I’m just finishing the book about marketing titled Different, by Youngme Moon. Different: Escaping the Competitive Herd Since one of my life’s goals is to promote gardening and horticulture, learning how to better sell the excitement about growing plants is always something I’m interested in. Dr. Moon is a professor at Harvard, and her book is about the value of stepping out of the marketing mainstream. One way that some products do this is to promote themselves as a “hostile brand.”

Gardening is such a feel-good activity, that it’s hard to imagine promoting it in any other way. People like to be a part of something good, so let’s invite them to the garden party with talk of flowers, fragrance, and great tasting food, right? When they worry that gardening is too much work, let’s reassure them about how easy it can really be.

That’s how we’ve promoted horticulture in recent days, and frankly, it hasn’t been working all that well.
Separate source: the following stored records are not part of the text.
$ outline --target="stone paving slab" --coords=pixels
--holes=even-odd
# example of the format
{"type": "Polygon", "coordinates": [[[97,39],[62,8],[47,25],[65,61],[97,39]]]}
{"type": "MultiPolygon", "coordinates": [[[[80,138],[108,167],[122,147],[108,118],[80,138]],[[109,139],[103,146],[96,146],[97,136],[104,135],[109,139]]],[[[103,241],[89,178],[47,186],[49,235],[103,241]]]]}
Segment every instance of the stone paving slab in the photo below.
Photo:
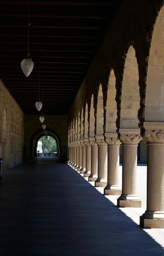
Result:
{"type": "Polygon", "coordinates": [[[66,164],[27,162],[0,184],[0,256],[164,254],[164,232],[66,164]]]}

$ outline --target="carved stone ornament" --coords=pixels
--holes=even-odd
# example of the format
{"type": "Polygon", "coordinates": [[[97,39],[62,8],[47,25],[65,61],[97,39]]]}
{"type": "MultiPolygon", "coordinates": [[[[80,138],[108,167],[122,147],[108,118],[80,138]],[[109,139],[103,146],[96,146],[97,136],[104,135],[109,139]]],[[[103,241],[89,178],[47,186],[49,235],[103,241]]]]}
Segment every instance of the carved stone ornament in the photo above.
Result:
{"type": "Polygon", "coordinates": [[[98,146],[98,144],[96,143],[95,140],[94,140],[94,141],[93,140],[89,140],[89,144],[92,147],[98,146]]]}
{"type": "Polygon", "coordinates": [[[120,146],[121,144],[120,139],[118,139],[116,137],[109,137],[105,138],[105,141],[108,145],[113,145],[115,146],[120,146]]]}
{"type": "Polygon", "coordinates": [[[80,140],[78,140],[77,141],[78,146],[78,147],[81,147],[82,145],[80,144],[80,140]]]}
{"type": "Polygon", "coordinates": [[[144,137],[147,142],[164,143],[164,130],[146,130],[144,137]]]}
{"type": "Polygon", "coordinates": [[[84,145],[85,145],[85,146],[88,146],[88,147],[89,146],[91,146],[90,144],[89,143],[89,141],[84,141],[84,145]]]}
{"type": "Polygon", "coordinates": [[[85,146],[85,144],[84,144],[83,141],[80,140],[80,144],[81,144],[81,145],[82,147],[85,146]]]}
{"type": "Polygon", "coordinates": [[[142,139],[140,135],[122,134],[120,136],[120,140],[124,144],[138,144],[142,139]]]}

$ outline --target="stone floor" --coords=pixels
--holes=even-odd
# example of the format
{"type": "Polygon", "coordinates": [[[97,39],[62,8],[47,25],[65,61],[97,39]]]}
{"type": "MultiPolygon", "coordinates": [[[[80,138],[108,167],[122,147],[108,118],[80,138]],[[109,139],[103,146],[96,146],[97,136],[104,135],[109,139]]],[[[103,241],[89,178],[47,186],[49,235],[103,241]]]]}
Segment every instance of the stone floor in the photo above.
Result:
{"type": "Polygon", "coordinates": [[[140,227],[142,209],[118,208],[117,197],[53,162],[3,171],[0,256],[164,254],[164,229],[140,227]]]}

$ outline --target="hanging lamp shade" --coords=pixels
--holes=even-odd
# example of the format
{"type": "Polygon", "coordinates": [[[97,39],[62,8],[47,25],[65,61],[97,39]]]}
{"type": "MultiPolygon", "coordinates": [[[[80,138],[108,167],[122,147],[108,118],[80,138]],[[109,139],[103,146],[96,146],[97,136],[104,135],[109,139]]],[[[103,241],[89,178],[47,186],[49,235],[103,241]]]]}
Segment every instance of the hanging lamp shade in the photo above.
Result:
{"type": "Polygon", "coordinates": [[[31,58],[24,58],[21,61],[20,66],[24,75],[27,77],[33,68],[34,64],[31,58]]]}
{"type": "Polygon", "coordinates": [[[35,103],[36,108],[38,111],[40,111],[42,108],[42,104],[41,101],[39,100],[38,101],[37,101],[35,103]]]}
{"type": "Polygon", "coordinates": [[[44,130],[44,132],[46,135],[47,135],[47,131],[46,130],[44,130]]]}
{"type": "Polygon", "coordinates": [[[43,115],[41,115],[39,118],[39,120],[41,123],[43,123],[44,120],[44,117],[43,115]]]}

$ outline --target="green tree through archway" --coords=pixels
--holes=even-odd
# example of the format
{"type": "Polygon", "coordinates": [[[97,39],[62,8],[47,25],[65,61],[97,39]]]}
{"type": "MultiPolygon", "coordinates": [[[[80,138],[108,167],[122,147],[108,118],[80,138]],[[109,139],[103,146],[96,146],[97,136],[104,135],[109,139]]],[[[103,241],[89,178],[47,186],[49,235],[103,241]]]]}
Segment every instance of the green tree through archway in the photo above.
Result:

And I don’t know about you, but it hasn’t escaped my notice that it’s the male “marketing experts” who keep talking about making gardening easier for the female consumers. When I hear comments such as “She doesn’t want to get her high-heels dirty at the garden center,” or “She wants to be able to decorate her patio with a pretty plant, but she doesn’t want it to be work,” I’m transported back to the “Don’t worry your pretty little head about it…” days.

Women are the main consumers of plants, but marketing gardening as easy hasn’t fooled them in the slightest. They soon figure out that all the talk about “low-maintenance” is a lie. I think it’s time to stop dumbing gardening down. Maybe we should become more aggressive and shake things up.

Perhaps it’s time to challenge both genders with the truth: Gardening is sweaty, dirty and there are no guarantees. It take thought and effort, and it’s totally worth it.

Do you have what it takes to be a gardener?

Do you have what it takes to be a gardener?